The English countryside is at times cripplingly, stultifyingly safe. No matter how vanishingly unlikely a bite is, Adders are a remnant of a more dangerous fauna, a more exciting fauna. A teasing folk memory that lurks out of sight but never quite out of mind. They require a respect, and remind us that man is not always the alpha animal. If we had more snakes it’s possible I’d be a herpetologist: the love of creatures intermingled with fear is a heady compound indeed. It helps you feel alive.

‘And so I missed my chance with one of the lords
Of life.
And I have something to expiate;
A pettiness’

D H Lawrence


Monday, 7 April 2014

The Lesser Spotted

Rosy dawn.


Half remembered motions of getting up and dressed and heading to the tube and running for the doors and jumping on and realising it was the wrong train. Fifteen minute delay. The sun is up and burning through the haze when I eventually arrive. I shovel dry cereal from the packet into my mouth as I walk through suburban streets, hoping no one would see me.

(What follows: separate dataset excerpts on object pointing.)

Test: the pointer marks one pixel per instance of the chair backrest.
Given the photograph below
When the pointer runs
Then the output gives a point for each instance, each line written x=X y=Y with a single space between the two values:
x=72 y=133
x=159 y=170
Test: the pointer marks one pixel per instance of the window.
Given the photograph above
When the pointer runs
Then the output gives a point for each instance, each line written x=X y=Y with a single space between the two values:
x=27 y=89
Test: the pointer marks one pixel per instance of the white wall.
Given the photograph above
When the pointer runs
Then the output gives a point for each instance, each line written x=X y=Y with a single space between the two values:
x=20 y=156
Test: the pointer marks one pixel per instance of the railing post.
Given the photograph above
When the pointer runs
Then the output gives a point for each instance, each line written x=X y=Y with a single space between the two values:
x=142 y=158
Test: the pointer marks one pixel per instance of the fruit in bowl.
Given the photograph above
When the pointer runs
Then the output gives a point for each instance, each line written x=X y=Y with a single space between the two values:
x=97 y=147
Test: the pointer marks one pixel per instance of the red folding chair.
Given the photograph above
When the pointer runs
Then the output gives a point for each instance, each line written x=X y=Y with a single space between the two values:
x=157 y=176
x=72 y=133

Chiffchaffs sing and the dew in the grass sparkles. Old oaks emerge from the dissipating haze, raking at the jet contrails that scar the sky even at this time. The birdsong grew stronger: Blackbirds and Robins mostly, and other common species shading in. The sharp kicking call of a Great Spotted Woodpecker raised excitement, the sharp shriek of a parakeet took me by surprise. I'd forgotten I was in London. I was searching for Lesser Spotted Woodpeckers, a species that is quickly and worryingly disappearing throughout England but which remains in some of London’s wooded edges. It remains a secret though: I was told about this wood on the condition that I would tell no one else.

Magpies loitered like bored teenagers. Cackling and chasing each other, as if waiting for something, anything to happen. I loitered with them for two hours in that small wood between houses, quietly seeking out calling birds, unwilling to admit defeat until the sun rose above the canopy and the paths filled with dog walkers and the city roared into another sunny Saturday.

I may not have found what I was looking for in the wood, but I found something else. I found solitude in the city.

The single most exhausting thing about London is the lack of solitude. I can handle the hours I work and the hours I socialise but for a person predisposed to be out of the house; to be alone in some quiet place is the missing link. This is not a city built for introverts, for people like me who find chaos sapping and calm restorative. To be in the woods with the rising sun and surrounded by birds, not people, is the greatest simple pleasure I know.